Datangnya rinai di sore hari selalu dinanti olehku. Sejuknya menemani temaram dan resah hati. Nabastala yang mendung menghitam menginginkanku bergelung di atas peraduan yang belum kurapikan sisa semalam. Masih jelas dalam ingatan, aku dan kamu berjalan riang dibawah rinai, yang tak lama kemudian berubah menjadi tetesan yang kian deras.
Masa itu di mana aku dan kamu berlarian menari riang. Tak ada rasa enggan walau tak berbalut pakaian. Biarlah ingatanku ini dibawa oleh sang bayu yang menyeruak di antara rinai kelabu.

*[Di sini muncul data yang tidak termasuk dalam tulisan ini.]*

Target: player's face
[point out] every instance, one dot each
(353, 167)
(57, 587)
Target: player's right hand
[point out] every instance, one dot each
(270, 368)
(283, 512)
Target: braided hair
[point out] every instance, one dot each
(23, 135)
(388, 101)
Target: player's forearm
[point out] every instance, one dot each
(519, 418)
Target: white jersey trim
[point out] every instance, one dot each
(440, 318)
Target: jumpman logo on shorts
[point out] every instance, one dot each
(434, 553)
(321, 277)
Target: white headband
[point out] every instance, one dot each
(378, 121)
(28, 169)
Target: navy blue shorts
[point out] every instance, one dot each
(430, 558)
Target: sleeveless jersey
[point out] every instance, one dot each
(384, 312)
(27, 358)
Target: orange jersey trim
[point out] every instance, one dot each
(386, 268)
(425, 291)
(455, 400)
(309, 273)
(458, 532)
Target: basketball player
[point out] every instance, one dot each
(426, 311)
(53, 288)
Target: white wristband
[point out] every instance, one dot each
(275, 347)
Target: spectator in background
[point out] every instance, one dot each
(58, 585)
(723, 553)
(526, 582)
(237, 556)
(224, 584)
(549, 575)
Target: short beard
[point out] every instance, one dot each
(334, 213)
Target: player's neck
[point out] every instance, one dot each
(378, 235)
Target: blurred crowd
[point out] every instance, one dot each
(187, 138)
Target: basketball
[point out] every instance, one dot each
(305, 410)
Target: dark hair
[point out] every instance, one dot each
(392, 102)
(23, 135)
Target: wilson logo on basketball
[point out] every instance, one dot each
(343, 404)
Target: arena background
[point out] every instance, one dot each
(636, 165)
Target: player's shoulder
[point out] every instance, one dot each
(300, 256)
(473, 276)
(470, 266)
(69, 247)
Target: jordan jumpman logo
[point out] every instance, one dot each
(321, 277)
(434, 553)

Tak ada kata pamit darimu, hanya sepucuk surat terlipat yang kamu simpan dibawah taplak meja beranda rumahku. Sekian purnama berlalu, aku sudah tak tahu kabarmu, hanya salam rindu yang bisa ku titipkan pada sang bayu. Berharap aroma rindu tercium olehmu, bersama rinai kelabu yang seakan sudah menjadi candu bagiku.

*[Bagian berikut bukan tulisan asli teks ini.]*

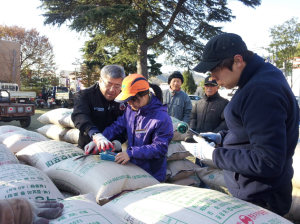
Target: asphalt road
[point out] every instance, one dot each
(35, 124)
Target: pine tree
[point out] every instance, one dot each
(131, 28)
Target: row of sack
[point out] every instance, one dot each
(155, 203)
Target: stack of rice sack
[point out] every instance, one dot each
(83, 209)
(19, 180)
(59, 125)
(16, 138)
(168, 203)
(105, 179)
(179, 169)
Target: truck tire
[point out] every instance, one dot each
(48, 105)
(25, 122)
(64, 104)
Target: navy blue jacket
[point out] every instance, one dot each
(262, 118)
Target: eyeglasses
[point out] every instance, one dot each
(109, 85)
(210, 85)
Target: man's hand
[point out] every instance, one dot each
(204, 148)
(117, 146)
(91, 147)
(102, 142)
(44, 210)
(216, 137)
(122, 158)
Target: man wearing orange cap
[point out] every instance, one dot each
(149, 127)
(95, 108)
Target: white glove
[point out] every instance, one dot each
(117, 145)
(102, 142)
(44, 210)
(204, 148)
(91, 147)
(216, 137)
(201, 150)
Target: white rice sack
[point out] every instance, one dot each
(69, 195)
(176, 151)
(181, 169)
(211, 177)
(72, 136)
(294, 213)
(66, 121)
(18, 140)
(9, 128)
(81, 209)
(103, 178)
(177, 136)
(195, 151)
(17, 180)
(42, 155)
(6, 156)
(296, 166)
(53, 116)
(168, 203)
(52, 131)
(186, 182)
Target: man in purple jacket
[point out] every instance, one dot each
(148, 124)
(262, 117)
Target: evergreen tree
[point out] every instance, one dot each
(189, 85)
(285, 39)
(131, 28)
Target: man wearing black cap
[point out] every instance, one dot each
(262, 117)
(207, 114)
(179, 103)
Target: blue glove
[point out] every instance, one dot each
(217, 138)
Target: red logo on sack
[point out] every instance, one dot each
(246, 219)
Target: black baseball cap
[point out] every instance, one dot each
(218, 48)
(209, 81)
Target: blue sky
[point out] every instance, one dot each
(251, 24)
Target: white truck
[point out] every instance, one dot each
(17, 96)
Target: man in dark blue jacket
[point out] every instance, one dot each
(262, 117)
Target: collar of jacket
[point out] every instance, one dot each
(250, 70)
(216, 95)
(104, 100)
(174, 91)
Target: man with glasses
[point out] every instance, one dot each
(207, 114)
(262, 116)
(95, 108)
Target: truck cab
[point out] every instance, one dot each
(15, 111)
(59, 95)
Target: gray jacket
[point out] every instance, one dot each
(179, 104)
(207, 114)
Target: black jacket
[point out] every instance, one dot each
(92, 109)
(207, 114)
(262, 118)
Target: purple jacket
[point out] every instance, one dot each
(149, 133)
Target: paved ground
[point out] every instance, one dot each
(35, 124)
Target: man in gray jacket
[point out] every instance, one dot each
(207, 114)
(179, 103)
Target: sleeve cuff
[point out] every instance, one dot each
(129, 153)
(92, 131)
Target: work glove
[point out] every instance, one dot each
(102, 142)
(91, 148)
(44, 210)
(117, 146)
(216, 137)
(201, 150)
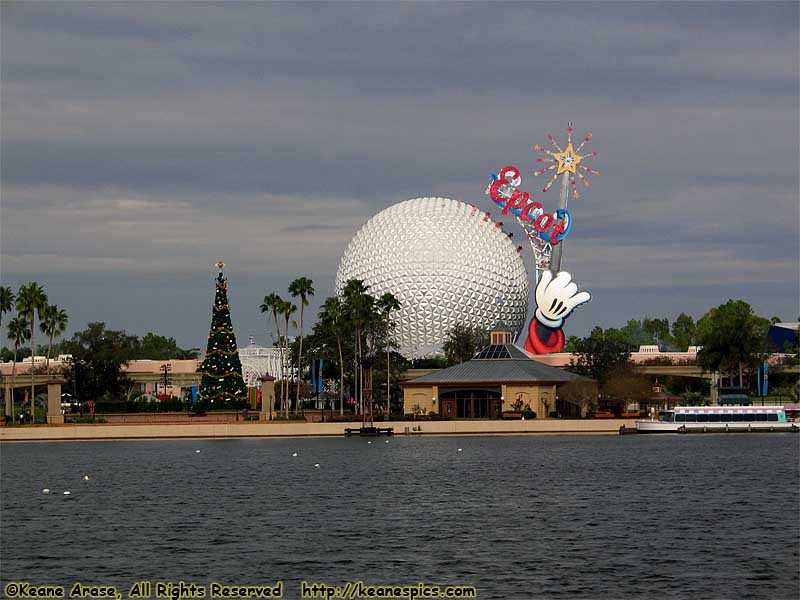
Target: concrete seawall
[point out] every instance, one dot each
(289, 429)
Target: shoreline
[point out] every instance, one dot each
(256, 429)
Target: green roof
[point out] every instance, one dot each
(499, 363)
(734, 399)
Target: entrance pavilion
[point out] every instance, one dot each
(501, 377)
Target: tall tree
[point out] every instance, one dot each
(272, 304)
(331, 320)
(53, 325)
(683, 332)
(359, 307)
(6, 302)
(304, 288)
(287, 309)
(222, 383)
(98, 358)
(658, 329)
(31, 301)
(387, 304)
(602, 353)
(18, 332)
(732, 337)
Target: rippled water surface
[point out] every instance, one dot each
(696, 516)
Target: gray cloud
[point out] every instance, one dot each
(142, 142)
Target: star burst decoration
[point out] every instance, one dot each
(567, 160)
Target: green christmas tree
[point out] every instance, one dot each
(222, 385)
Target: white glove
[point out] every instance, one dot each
(555, 298)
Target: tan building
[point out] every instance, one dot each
(499, 378)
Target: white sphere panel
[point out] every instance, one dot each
(446, 263)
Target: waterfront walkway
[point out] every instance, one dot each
(256, 429)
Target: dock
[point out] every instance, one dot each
(368, 431)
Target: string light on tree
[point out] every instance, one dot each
(222, 383)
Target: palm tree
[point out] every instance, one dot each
(6, 302)
(18, 332)
(304, 288)
(31, 300)
(388, 303)
(53, 325)
(287, 310)
(272, 303)
(359, 307)
(331, 316)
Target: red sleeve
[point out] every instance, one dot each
(543, 340)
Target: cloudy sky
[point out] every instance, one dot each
(143, 142)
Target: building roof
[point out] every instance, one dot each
(501, 363)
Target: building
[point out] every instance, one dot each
(258, 361)
(499, 378)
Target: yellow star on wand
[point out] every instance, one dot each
(567, 160)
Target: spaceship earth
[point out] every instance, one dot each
(446, 262)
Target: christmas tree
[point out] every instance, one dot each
(222, 385)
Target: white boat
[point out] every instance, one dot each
(694, 419)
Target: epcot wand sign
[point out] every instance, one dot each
(556, 294)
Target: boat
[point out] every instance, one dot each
(708, 419)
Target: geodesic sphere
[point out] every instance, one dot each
(447, 264)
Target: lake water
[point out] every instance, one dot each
(702, 516)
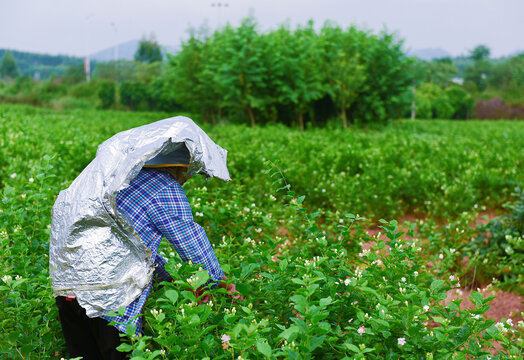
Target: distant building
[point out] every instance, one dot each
(459, 81)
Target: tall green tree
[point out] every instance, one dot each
(8, 67)
(344, 70)
(387, 90)
(243, 76)
(297, 61)
(148, 50)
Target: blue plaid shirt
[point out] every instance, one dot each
(156, 205)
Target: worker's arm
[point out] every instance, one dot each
(171, 214)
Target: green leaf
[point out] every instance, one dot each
(286, 334)
(436, 285)
(299, 300)
(172, 295)
(283, 265)
(264, 348)
(124, 348)
(351, 347)
(201, 277)
(325, 301)
(315, 342)
(477, 298)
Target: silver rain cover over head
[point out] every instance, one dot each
(94, 253)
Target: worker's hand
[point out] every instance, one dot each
(230, 288)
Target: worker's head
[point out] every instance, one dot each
(176, 162)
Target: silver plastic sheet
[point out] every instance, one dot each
(94, 254)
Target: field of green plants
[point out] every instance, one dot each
(290, 231)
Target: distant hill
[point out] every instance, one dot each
(126, 51)
(41, 66)
(429, 53)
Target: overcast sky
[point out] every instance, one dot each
(79, 27)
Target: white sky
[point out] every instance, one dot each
(79, 27)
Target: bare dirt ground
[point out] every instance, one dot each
(506, 305)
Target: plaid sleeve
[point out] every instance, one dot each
(161, 273)
(170, 212)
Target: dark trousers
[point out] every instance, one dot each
(91, 338)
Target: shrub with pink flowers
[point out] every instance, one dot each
(291, 231)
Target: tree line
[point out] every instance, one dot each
(289, 75)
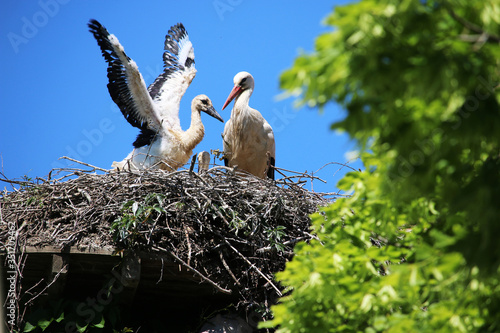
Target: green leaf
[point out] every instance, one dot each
(28, 327)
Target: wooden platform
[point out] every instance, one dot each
(148, 284)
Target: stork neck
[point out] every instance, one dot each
(241, 102)
(195, 132)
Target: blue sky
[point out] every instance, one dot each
(54, 100)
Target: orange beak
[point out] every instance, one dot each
(234, 93)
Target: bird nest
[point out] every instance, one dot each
(233, 232)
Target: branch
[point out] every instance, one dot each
(225, 291)
(255, 267)
(475, 28)
(83, 163)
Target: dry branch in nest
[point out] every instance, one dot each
(234, 232)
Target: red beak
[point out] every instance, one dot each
(235, 92)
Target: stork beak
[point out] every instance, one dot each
(211, 112)
(235, 92)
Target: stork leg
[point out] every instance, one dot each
(270, 166)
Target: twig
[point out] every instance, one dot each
(225, 291)
(47, 286)
(226, 266)
(83, 163)
(254, 267)
(473, 27)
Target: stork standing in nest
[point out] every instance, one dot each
(155, 110)
(248, 139)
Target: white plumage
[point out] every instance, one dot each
(248, 139)
(155, 109)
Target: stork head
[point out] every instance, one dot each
(242, 81)
(203, 103)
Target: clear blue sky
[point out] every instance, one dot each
(54, 99)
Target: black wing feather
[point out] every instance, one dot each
(171, 58)
(117, 86)
(270, 171)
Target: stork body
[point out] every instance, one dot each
(248, 139)
(203, 161)
(155, 110)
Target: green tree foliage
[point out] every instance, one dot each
(415, 247)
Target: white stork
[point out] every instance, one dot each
(248, 139)
(155, 110)
(203, 161)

Bergegas langkahku menyusulmu ke kota, ingin melihatmu seperti yang tertera di berita. Tak ku sangka kamu terjerat mariyuana, membuatku semakin gundah gulana. Mataku terpejam namun jiwaku berkelana memanggilmu pulang ke desa dengan suasana seperti di nirwana.
Betapa sejak kamu pergi, ku hitung detik detak waktu. Pulanglah, wahai sahabat kecilku, agar tak perlu lagi aku berbisik pada rinai kelabu, dan berteriak sendu pada asmaraloka, yang menyelimuti indahnya bianglala di waktu senja.